Fundamental: Proper Positioning
This relates to posture, contact, grip and positioning of your arms and legs.
- Are your feet (and sometimes hands) in firm contact with the floor?
- Are you gripping the weight correctly?
- Do you feel strong, comfortable and ready to react with confidence?
Answering these questions before you begin any exercise will make it that much more effective. It may take some adjustments before you find the positioning that looks and feels the best for you, so adapt accordingly and consistently evaluate your performance. Sometimes even the simplest positioning fix does the trick!
Fundamental: Avoid Over-squeezing
This applies to how you grip the ground with your feet, how you grip weights with your hands and how you grip your muscles during exercise. For the most part, you should avoid squeezing your feet, your grip and your muscles with excessive force.
Have you been told to squeeze your glutes or core tight? Squeezing does increase muscle activity, but over-squeezing (such as bracing your core extremely tight) can actually decrease nervous system activity and subsequent strength available. This can also lead to unwanted tightness, dysfunction and nagging pain.
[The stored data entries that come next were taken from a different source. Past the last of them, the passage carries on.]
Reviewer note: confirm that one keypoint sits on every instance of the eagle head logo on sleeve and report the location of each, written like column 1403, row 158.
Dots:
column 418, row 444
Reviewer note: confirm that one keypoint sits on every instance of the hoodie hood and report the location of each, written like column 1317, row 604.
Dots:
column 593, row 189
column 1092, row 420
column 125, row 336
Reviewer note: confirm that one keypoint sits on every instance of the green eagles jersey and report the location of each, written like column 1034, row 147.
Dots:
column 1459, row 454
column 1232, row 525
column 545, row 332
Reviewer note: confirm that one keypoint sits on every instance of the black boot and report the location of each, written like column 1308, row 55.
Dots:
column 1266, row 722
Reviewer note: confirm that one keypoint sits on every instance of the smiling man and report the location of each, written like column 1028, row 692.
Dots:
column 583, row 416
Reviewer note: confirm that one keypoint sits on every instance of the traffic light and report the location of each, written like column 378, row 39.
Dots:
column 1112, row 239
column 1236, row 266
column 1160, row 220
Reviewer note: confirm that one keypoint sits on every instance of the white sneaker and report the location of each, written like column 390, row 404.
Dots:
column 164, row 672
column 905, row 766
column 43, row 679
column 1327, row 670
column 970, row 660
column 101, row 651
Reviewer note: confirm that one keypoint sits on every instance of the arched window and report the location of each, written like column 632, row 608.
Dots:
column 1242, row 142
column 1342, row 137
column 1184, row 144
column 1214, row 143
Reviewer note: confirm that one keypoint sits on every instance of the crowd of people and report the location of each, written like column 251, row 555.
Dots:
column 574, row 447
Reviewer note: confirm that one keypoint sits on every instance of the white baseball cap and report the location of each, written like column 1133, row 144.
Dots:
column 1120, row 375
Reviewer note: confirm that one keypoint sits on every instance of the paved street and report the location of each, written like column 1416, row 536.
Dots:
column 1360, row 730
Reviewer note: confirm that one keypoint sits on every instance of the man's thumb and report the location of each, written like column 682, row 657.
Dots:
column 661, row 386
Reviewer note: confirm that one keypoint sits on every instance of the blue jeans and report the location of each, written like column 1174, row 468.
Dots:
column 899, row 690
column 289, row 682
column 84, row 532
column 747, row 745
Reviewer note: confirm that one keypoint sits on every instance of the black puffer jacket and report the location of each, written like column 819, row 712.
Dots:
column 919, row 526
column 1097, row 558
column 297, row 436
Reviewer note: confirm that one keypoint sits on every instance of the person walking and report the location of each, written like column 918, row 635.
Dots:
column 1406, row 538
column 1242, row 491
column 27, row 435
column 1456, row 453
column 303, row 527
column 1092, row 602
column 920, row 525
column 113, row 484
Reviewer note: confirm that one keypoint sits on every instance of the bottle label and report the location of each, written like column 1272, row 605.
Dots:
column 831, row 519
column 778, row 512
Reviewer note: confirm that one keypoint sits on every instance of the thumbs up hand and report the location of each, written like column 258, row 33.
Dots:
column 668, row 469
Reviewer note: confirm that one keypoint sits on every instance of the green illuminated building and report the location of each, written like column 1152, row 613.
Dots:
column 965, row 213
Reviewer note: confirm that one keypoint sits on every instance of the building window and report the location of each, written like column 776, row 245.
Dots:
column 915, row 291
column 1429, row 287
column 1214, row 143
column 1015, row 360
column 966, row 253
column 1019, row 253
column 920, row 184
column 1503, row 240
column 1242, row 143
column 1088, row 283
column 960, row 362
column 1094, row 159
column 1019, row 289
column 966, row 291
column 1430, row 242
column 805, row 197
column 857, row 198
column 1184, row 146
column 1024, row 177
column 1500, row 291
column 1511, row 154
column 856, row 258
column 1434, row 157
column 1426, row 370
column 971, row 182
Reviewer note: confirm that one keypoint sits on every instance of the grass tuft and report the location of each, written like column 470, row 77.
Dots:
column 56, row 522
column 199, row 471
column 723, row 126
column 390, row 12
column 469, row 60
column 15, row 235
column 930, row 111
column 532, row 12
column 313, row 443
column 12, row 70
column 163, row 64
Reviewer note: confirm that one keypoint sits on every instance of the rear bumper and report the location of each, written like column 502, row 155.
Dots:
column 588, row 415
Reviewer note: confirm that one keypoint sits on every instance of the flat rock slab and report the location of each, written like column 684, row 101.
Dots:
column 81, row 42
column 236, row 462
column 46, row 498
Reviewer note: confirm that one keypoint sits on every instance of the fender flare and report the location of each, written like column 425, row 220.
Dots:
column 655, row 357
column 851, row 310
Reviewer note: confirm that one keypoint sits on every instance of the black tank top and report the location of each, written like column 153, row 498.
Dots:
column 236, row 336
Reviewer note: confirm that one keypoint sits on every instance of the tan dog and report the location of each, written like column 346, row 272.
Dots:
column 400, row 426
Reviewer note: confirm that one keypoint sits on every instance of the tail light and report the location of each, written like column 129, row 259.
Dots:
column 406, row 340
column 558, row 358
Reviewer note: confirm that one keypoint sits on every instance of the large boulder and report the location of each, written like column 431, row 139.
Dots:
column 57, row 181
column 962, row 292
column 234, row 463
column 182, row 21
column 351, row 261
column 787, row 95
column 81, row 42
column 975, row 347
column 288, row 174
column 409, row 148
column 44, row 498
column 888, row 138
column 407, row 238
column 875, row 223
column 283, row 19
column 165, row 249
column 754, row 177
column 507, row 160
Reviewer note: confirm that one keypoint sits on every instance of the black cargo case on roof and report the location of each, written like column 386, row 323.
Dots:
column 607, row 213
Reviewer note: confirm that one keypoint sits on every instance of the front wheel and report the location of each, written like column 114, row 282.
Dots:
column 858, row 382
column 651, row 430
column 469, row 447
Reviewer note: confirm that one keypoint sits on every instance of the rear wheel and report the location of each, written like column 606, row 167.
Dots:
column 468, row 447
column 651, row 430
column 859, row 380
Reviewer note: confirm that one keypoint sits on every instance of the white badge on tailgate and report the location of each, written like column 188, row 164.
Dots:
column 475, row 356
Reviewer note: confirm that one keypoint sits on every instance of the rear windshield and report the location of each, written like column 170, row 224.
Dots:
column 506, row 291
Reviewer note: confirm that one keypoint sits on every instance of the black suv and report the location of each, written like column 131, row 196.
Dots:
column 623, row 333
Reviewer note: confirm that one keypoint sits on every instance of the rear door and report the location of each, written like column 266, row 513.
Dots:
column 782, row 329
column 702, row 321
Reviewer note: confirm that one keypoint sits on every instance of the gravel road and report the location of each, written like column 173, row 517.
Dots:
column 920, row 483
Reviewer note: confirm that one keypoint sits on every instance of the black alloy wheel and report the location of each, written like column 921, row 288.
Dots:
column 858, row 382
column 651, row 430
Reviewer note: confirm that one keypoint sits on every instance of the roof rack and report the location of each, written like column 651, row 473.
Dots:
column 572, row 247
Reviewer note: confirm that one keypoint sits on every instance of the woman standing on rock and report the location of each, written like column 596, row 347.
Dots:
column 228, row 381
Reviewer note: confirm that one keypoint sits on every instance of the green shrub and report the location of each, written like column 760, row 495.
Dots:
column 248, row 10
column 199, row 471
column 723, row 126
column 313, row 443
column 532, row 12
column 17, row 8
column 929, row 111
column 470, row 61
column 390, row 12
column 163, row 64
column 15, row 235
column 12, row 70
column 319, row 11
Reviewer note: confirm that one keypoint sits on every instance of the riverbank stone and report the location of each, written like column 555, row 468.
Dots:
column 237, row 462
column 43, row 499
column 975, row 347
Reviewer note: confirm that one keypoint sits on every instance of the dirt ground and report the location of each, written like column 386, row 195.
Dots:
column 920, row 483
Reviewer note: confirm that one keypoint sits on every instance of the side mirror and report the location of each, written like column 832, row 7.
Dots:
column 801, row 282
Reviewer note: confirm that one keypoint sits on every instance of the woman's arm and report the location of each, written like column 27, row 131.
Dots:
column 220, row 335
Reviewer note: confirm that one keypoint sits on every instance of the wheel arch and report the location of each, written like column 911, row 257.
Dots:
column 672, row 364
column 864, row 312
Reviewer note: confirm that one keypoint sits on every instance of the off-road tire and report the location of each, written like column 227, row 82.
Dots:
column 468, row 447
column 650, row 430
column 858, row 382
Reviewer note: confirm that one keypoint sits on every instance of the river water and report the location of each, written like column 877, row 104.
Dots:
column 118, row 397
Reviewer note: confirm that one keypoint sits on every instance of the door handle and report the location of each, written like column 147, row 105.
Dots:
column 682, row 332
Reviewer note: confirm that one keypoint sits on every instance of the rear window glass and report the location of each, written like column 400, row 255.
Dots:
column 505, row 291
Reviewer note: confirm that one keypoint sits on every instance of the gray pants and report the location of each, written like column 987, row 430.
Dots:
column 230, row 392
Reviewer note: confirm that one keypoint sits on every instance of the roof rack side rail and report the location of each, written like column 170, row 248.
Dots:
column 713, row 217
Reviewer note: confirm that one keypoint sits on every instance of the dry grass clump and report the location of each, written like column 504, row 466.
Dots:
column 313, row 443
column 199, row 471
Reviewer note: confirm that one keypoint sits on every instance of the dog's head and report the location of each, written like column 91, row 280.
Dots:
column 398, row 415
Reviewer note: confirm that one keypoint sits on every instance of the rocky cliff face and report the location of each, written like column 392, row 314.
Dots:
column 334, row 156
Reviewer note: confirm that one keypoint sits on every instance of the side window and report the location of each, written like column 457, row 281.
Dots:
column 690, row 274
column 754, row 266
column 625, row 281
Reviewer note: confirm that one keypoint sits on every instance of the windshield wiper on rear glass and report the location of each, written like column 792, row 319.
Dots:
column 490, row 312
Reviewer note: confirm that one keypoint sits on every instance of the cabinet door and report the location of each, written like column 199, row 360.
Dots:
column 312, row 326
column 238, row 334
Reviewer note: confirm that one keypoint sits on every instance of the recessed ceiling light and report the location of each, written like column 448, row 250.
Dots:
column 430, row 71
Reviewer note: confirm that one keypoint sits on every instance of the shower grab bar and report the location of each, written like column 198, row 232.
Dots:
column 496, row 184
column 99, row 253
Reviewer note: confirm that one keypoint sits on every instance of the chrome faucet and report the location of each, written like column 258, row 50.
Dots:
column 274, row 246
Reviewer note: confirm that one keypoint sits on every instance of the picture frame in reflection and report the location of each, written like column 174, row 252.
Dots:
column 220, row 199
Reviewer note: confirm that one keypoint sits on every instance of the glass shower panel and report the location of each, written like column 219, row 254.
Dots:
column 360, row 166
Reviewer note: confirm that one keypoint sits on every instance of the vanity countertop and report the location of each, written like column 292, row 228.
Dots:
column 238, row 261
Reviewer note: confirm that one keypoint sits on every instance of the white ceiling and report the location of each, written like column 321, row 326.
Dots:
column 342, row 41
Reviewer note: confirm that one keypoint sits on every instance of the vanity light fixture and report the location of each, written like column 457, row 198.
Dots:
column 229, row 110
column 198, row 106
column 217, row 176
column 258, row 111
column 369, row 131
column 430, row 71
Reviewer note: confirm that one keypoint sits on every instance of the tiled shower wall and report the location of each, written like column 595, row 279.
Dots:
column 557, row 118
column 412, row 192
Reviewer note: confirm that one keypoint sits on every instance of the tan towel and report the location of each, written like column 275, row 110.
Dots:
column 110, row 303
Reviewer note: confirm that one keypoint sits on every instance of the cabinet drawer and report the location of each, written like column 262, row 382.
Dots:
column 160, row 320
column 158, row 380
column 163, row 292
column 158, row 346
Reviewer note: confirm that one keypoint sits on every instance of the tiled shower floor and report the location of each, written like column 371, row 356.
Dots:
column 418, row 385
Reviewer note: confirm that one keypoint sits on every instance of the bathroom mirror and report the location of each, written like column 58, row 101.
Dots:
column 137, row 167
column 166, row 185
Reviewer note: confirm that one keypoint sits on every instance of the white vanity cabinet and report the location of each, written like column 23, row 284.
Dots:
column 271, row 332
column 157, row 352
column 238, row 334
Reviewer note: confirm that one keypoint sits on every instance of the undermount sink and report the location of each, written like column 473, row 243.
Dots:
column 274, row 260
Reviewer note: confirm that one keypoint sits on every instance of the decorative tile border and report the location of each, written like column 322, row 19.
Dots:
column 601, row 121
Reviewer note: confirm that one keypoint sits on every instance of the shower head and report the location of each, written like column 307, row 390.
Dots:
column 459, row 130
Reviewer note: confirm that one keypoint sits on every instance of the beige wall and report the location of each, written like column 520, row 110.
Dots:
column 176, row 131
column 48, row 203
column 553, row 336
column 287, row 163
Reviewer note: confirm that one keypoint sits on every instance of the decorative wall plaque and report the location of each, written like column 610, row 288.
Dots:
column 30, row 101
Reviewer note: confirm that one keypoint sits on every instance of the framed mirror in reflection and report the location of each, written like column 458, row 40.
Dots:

Squeezing to activate the proper muscles to a certain degree definitely helps, and hard squeezing can be necessary in a rehab setting or when using a certain group of muscles for the first time in a long time, but we shouldn’t have to consciously squeeze hard all the time. Proper movement and gripping, with the right amount of force, allow the muscles to naturally engage with the right amount of energy needed to complete the task. Moving well is the best way to “squeeze.”
Fundamental: Breathing
Proper breathing technique during exercise makes all the difference. Depending on the intensity of the exercise, your breathing rate may be higher or lower, but you should always feel in control of your breath.
You should never hold your breath or strain your jaw or neck. Breathing should make everything feel better and easier, not harder or worse. A simple trick during cardio exercise is to breathe in and out with control through the nose. During weight training, breathe in during the negative phase of the movement and out during the positive phase.
For example, when squatting, breathe in when you lower down, and breathe out as you explode back up. Good breathing leads to good posture, optimal core activation, strong performance, a clear mind and efficient muscle recovery.
Do you need more specific examples? We have an entire exercise video library demonstrating proper technique for 143 different exercises! Check it out here.
Applying these principles every time you exercise will set you up on the longest runway for success and increase your quality of life. No magic or mysterious techniques — all you need are the fundamentals.